The use of the so-called Cell-Free DNA blood collection tubes, which preserve cell-free circulating DNA in plasma, made a significant difference to the results: when doctors used regular K3 EDTA blood collection tubes, which required them to prepare blood plasma at their own sites before shipment, the sensitivity of the test was only 81.8 percent and the specificity 98.7 percent.

The tubes are manufactured and sold by Streck Innovations, a company based in Omaha, Neb., and LifeCodexx currently has to order them directly from the US.

LifeCodexx is presenting the results of the study at several conferences this month and next. In collaboration with its clinical partners, it is currently writing a manuscript for publication in a peer-reviewed journal, according to Hofmann.

In its recently published Prenatal Diagnosis study, the company confirmed that it is able to detect trisomy 21 from maternal blood using next-generation sequencing reliably, essentially replicating results from Dennis Lo's group at the Chinese University of Hong Kong and from Sequenom.

In the same paper, LifeCodexx explored a targeted sequencing approach, using Agilent's SureSelect in-solution enrichment, to identify trisomy 13 and trisomy 21.

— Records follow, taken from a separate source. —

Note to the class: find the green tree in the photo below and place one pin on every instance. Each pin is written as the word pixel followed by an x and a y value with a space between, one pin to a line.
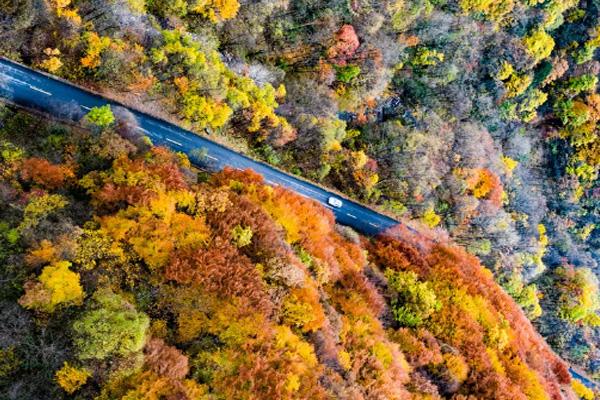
pixel 101 116
pixel 413 301
pixel 110 327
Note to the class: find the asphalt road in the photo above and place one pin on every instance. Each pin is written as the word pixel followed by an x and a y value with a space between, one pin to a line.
pixel 30 88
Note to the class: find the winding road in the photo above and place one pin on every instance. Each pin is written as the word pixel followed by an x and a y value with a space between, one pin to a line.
pixel 29 88
pixel 24 86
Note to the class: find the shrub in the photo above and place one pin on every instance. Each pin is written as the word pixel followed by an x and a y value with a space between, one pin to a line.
pixel 71 378
pixel 56 285
pixel 579 299
pixel 539 44
pixel 241 236
pixel 413 301
pixel 110 327
pixel 101 116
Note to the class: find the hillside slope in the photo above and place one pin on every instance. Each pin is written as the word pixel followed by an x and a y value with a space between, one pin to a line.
pixel 126 274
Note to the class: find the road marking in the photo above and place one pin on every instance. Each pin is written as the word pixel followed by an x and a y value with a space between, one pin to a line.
pixel 40 90
pixel 18 80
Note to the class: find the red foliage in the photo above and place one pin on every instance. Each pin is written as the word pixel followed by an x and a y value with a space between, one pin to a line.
pixel 345 45
pixel 264 374
pixel 354 282
pixel 267 238
pixel 165 360
pixel 222 271
pixel 41 172
pixel 445 262
pixel 138 181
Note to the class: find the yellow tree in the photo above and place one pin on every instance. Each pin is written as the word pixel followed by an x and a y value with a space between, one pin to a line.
pixel 56 285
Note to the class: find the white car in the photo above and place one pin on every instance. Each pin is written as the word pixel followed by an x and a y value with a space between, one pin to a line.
pixel 335 202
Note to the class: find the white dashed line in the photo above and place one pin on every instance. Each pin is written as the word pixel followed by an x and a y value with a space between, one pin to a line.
pixel 40 90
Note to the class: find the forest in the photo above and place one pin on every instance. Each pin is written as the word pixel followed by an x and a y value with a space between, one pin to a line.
pixel 473 121
pixel 128 274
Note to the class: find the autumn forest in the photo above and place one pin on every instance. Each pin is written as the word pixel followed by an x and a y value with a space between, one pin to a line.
pixel 129 272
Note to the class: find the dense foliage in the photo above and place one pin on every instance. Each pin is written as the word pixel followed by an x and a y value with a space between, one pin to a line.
pixel 477 117
pixel 181 285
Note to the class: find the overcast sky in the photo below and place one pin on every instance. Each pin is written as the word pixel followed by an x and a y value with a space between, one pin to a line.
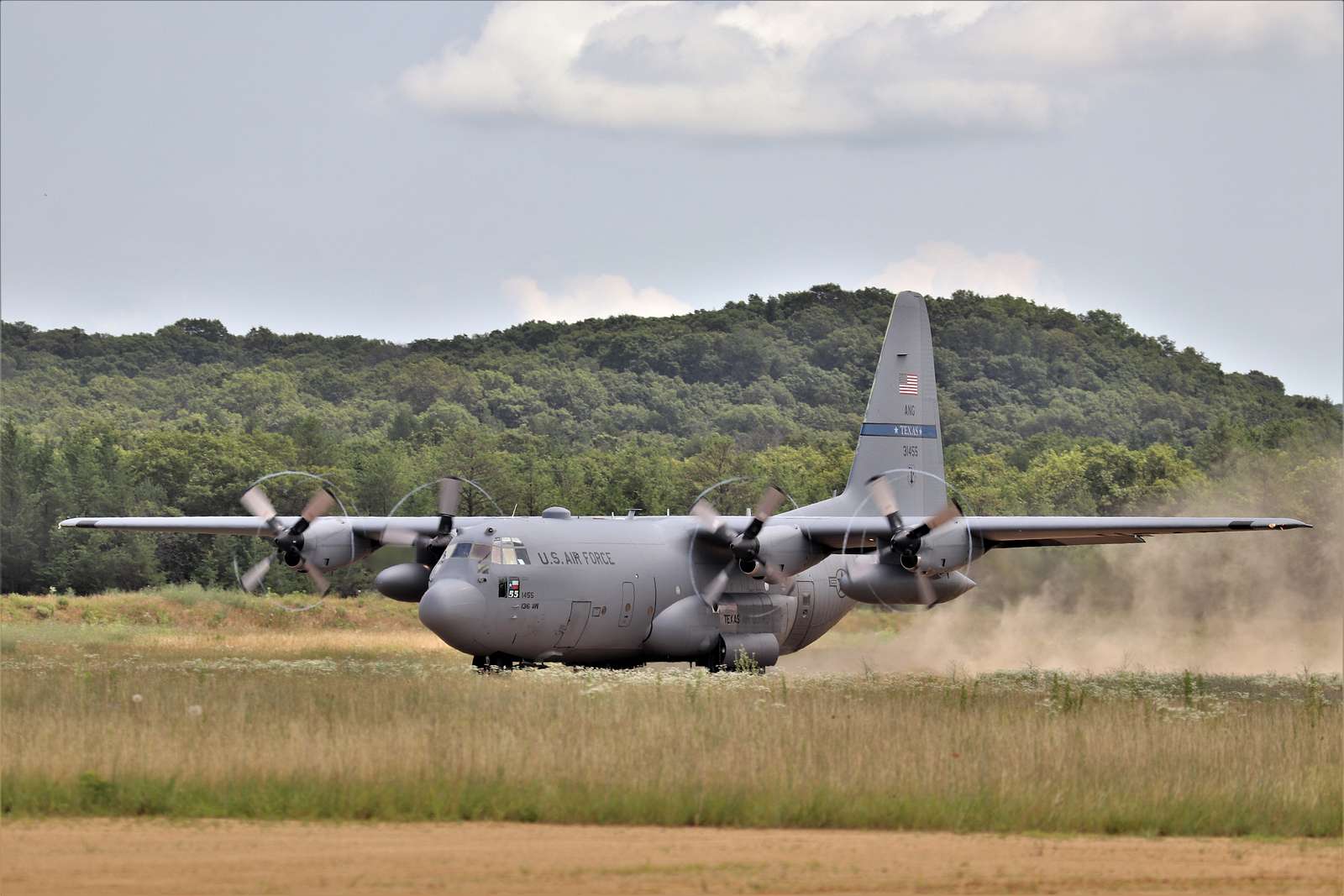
pixel 421 170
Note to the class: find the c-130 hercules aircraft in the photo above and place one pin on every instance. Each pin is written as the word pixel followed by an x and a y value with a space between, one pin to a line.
pixel 706 589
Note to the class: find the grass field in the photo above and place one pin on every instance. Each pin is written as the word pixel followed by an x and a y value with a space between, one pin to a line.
pixel 199 705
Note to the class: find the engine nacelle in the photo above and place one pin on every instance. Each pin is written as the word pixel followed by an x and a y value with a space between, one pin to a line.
pixel 405 582
pixel 887 584
pixel 685 631
pixel 761 649
pixel 785 550
pixel 329 543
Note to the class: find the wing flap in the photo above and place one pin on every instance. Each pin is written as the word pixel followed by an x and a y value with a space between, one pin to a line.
pixel 1052 531
pixel 864 533
pixel 365 526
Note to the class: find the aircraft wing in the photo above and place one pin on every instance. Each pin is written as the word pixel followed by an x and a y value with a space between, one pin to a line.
pixel 366 526
pixel 1054 531
pixel 860 533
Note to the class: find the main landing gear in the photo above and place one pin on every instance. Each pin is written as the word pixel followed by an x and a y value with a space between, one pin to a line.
pixel 503 663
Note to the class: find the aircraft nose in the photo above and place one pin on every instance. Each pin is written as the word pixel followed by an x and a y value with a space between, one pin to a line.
pixel 457 613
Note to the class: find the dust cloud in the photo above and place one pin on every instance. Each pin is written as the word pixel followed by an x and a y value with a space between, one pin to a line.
pixel 1236 604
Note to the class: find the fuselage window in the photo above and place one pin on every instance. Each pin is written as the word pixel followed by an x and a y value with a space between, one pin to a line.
pixel 508 551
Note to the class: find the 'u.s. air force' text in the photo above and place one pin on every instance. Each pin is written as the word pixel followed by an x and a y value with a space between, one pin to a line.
pixel 575 558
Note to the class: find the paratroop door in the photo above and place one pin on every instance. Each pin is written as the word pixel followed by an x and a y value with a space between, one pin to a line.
pixel 803 617
pixel 573 631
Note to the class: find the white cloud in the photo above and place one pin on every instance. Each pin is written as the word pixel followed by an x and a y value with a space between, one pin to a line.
pixel 837 69
pixel 940 269
pixel 584 297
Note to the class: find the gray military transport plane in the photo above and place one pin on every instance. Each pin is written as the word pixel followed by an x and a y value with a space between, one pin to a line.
pixel 703 587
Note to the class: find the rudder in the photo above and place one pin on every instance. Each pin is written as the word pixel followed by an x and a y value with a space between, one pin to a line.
pixel 900 427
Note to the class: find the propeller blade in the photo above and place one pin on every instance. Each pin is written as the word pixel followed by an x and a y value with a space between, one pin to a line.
pixel 449 493
pixel 718 584
pixel 255 574
pixel 769 503
pixel 885 499
pixel 255 503
pixel 714 526
pixel 318 506
pixel 942 517
pixel 323 586
pixel 403 537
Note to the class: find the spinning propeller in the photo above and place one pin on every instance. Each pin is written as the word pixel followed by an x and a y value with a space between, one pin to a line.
pixel 289 542
pixel 449 495
pixel 905 543
pixel 745 546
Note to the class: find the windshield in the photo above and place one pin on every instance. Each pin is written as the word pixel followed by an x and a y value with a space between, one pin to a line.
pixel 508 551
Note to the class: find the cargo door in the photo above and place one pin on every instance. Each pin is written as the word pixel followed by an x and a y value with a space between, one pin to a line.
pixel 573 631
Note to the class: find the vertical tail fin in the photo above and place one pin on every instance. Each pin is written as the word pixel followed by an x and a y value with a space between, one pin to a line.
pixel 900 429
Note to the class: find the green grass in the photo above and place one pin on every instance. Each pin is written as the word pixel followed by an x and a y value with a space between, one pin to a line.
pixel 335 725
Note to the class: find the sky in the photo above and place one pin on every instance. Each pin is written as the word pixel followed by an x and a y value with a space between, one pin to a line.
pixel 429 170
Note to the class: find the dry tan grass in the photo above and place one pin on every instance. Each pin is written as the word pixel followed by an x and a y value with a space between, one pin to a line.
pixel 401 736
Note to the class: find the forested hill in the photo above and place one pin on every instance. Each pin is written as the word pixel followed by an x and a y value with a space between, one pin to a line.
pixel 616 412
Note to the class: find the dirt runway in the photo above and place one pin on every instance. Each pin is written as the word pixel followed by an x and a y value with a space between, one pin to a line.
pixel 150 857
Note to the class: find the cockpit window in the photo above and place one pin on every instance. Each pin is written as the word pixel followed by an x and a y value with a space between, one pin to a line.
pixel 508 551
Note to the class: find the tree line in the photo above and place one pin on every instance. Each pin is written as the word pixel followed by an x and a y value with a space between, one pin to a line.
pixel 1043 411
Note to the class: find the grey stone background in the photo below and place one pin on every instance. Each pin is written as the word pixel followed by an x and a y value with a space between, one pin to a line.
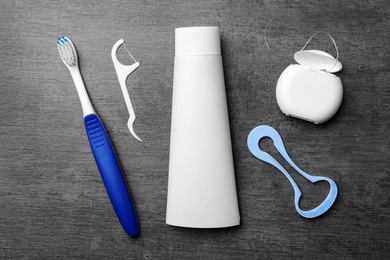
pixel 52 201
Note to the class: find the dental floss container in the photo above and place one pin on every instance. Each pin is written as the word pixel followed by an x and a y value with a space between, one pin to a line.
pixel 308 90
pixel 201 184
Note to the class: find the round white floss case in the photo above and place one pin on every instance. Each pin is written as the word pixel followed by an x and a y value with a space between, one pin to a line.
pixel 308 90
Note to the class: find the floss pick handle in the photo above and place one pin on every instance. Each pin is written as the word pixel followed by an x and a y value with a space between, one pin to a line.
pixel 123 72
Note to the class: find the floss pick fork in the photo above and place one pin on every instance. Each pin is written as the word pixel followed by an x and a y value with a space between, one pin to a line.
pixel 123 72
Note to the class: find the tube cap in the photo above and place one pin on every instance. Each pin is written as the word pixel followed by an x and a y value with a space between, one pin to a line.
pixel 197 41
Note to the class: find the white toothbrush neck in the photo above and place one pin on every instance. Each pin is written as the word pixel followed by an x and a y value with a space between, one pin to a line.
pixel 81 91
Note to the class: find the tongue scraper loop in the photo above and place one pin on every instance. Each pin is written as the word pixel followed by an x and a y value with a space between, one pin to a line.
pixel 123 72
pixel 253 144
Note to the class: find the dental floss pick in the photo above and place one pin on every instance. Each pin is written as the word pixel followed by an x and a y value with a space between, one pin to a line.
pixel 123 71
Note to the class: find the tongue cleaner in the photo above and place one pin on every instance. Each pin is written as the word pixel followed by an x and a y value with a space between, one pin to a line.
pixel 253 144
pixel 123 72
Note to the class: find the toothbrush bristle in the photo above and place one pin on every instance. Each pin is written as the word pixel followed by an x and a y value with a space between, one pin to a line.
pixel 67 51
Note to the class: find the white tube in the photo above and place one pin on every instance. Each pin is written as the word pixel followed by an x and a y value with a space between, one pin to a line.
pixel 201 187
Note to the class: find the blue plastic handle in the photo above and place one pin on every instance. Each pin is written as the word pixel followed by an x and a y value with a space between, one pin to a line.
pixel 111 174
pixel 253 144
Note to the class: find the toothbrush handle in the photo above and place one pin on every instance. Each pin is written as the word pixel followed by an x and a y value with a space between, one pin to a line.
pixel 111 174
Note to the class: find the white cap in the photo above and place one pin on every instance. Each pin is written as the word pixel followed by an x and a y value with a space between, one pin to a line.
pixel 197 41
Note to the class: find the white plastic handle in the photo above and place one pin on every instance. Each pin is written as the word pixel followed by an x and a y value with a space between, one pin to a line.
pixel 123 71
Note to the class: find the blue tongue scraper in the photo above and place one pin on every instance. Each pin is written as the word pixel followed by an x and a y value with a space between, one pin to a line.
pixel 253 144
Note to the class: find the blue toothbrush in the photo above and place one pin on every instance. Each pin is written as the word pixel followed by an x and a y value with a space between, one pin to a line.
pixel 101 146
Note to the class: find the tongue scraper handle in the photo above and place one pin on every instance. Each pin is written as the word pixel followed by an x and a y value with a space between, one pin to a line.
pixel 253 144
pixel 123 71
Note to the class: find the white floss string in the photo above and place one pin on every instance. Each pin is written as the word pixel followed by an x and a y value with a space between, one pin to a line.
pixel 281 55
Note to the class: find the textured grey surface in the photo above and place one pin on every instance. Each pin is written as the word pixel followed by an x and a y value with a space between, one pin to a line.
pixel 52 201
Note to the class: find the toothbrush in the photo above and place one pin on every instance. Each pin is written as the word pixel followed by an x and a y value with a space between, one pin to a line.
pixel 101 146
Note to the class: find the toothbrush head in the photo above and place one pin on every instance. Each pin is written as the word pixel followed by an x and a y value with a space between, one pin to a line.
pixel 67 52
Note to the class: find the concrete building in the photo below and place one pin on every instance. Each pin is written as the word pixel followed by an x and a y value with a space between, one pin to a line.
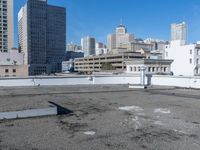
pixel 13 70
pixel 72 55
pixel 12 57
pixel 88 46
pixel 68 66
pixel 99 45
pixel 186 58
pixel 158 48
pixel 12 64
pixel 119 39
pixel 179 32
pixel 73 47
pixel 152 66
pixel 114 62
pixel 42 36
pixel 102 51
pixel 6 25
pixel 135 45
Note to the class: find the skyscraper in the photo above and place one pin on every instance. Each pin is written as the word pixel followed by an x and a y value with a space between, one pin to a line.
pixel 6 25
pixel 88 46
pixel 42 36
pixel 120 39
pixel 179 32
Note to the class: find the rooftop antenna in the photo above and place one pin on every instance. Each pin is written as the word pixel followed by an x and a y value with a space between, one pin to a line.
pixel 121 21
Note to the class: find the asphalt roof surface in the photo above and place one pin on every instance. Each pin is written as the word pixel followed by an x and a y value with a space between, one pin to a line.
pixel 111 117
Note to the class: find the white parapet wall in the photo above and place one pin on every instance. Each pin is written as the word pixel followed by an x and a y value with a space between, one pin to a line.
pixel 179 81
pixel 161 80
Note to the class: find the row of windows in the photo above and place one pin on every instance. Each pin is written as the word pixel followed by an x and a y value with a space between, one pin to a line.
pixel 150 69
pixel 13 70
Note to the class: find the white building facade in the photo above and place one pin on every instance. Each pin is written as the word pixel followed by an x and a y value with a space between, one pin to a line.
pixel 7 25
pixel 120 39
pixel 88 46
pixel 179 32
pixel 186 58
pixel 12 57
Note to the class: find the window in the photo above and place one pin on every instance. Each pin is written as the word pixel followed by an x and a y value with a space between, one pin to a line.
pixel 198 52
pixel 153 69
pixel 165 69
pixel 190 51
pixel 131 69
pixel 149 69
pixel 135 69
pixel 190 60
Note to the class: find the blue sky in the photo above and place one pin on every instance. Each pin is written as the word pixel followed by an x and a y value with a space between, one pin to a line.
pixel 143 18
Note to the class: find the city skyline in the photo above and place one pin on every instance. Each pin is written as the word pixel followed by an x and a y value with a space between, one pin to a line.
pixel 143 19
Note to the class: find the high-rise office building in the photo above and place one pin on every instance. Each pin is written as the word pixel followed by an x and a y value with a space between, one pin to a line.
pixel 179 32
pixel 6 25
pixel 120 39
pixel 88 46
pixel 42 36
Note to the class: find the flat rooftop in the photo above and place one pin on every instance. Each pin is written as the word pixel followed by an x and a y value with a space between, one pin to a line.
pixel 105 117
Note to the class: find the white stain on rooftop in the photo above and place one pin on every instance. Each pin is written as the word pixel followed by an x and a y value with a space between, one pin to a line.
pixel 131 108
pixel 89 133
pixel 162 111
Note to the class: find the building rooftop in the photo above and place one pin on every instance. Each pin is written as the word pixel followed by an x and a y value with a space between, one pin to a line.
pixel 104 117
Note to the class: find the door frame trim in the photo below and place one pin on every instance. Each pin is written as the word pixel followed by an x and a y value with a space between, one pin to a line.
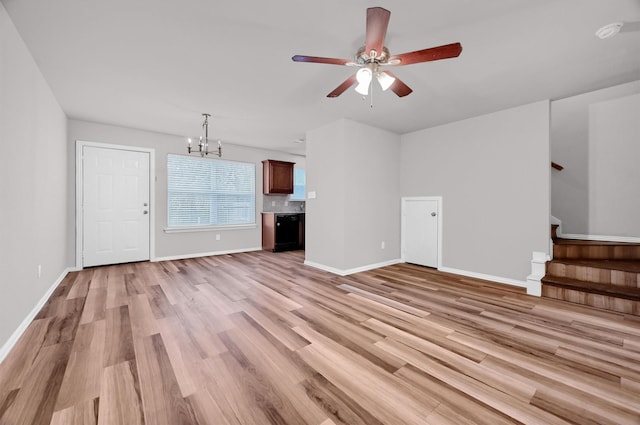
pixel 404 200
pixel 80 144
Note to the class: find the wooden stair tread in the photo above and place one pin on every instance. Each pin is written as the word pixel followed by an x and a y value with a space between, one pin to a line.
pixel 630 266
pixel 626 292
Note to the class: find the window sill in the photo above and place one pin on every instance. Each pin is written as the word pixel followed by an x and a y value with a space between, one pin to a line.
pixel 191 229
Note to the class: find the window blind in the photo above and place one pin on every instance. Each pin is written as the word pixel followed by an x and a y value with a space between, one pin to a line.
pixel 209 192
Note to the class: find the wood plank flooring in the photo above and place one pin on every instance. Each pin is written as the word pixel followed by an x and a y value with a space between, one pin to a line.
pixel 259 338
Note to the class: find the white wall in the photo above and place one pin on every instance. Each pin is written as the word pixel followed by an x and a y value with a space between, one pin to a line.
pixel 353 168
pixel 174 245
pixel 33 186
pixel 570 148
pixel 614 167
pixel 493 174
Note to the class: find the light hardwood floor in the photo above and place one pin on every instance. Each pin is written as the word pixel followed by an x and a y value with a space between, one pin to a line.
pixel 259 338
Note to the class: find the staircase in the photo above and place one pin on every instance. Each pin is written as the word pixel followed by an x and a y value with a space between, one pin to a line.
pixel 599 274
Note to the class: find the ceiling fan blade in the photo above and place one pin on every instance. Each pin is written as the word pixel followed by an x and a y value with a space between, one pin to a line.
pixel 343 87
pixel 316 59
pixel 377 23
pixel 398 87
pixel 426 55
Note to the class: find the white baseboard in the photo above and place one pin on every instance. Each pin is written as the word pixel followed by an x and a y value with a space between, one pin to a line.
pixel 497 279
pixel 15 336
pixel 603 238
pixel 205 254
pixel 347 272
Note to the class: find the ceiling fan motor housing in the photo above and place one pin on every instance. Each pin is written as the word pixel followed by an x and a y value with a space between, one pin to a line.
pixel 362 57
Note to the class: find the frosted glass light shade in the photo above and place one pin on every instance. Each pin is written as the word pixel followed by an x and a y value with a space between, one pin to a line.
pixel 385 80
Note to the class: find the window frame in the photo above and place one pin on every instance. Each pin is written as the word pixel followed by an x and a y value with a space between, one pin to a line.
pixel 209 227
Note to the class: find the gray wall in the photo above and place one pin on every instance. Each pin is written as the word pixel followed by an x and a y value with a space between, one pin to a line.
pixel 353 168
pixel 570 148
pixel 178 244
pixel 614 167
pixel 493 174
pixel 33 187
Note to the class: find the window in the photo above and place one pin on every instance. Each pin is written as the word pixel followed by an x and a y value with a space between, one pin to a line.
pixel 210 192
pixel 299 185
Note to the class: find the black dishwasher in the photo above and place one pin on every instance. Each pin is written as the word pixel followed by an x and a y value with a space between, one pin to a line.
pixel 287 232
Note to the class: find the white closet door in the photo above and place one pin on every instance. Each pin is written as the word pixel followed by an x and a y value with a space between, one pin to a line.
pixel 420 231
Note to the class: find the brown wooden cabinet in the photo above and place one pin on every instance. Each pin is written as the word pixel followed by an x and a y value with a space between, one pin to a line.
pixel 277 177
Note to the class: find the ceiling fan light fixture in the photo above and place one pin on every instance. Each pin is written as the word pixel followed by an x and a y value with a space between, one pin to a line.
pixel 385 80
pixel 609 30
pixel 363 77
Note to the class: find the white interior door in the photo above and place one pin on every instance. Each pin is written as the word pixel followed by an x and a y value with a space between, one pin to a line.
pixel 115 206
pixel 420 224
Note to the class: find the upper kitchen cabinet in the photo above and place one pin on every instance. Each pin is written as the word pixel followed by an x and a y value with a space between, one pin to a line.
pixel 277 177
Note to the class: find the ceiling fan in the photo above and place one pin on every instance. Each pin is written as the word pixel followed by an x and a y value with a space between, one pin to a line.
pixel 374 56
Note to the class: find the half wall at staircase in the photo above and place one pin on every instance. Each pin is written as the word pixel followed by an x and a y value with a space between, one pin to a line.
pixel 595 137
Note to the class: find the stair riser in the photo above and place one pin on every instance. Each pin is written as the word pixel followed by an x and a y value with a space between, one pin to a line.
pixel 575 252
pixel 594 300
pixel 596 275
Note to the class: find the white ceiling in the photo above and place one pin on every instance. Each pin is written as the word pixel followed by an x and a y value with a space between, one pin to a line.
pixel 158 64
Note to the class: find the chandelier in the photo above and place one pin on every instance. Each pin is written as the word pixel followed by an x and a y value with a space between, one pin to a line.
pixel 203 143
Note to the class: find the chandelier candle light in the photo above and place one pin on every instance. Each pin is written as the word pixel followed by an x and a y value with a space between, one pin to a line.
pixel 203 144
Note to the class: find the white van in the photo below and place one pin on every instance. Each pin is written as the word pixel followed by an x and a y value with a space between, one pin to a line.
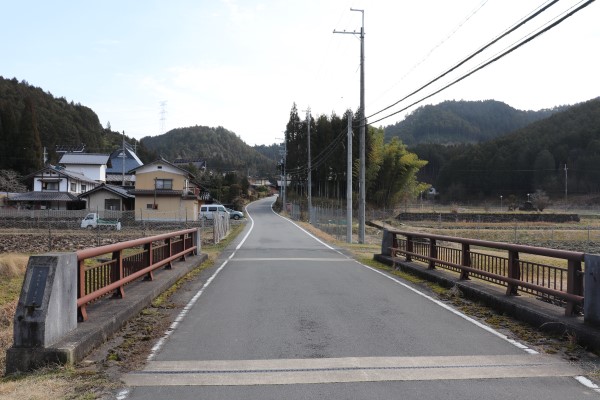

While the company is currently focused on the clinical validation of its PrenaTest, it is still pursuing targeted resequencing as a research project, Hofmann said. This would enable it not only to test for trisomies 21 and 13 but potentially to provide "full karyotyping," she said, which would also include, for example, different types of microdeletions.

LifeCodexx is also still working on a next-gen sequencing-based preeclampsia test, which is still in the research phase, Hofmann said. The company said last year that it was considering the PacBio RS platform for this test (CSN 5/17/2012), but it has not yet decided on a platform. "We have a few other ideas," Hofmann said.

The company is not aware of any competition in Europe at the moment for its non-invasive trisomy 21 test. Hofmann said she expects that the outcome of the ongoing patent disputes between Sequenom and its competitors Ariosa, Verinata, and Natera "will have an impact on Europe" regarding the ability of others to offer a similar test. "But right now, we are alone."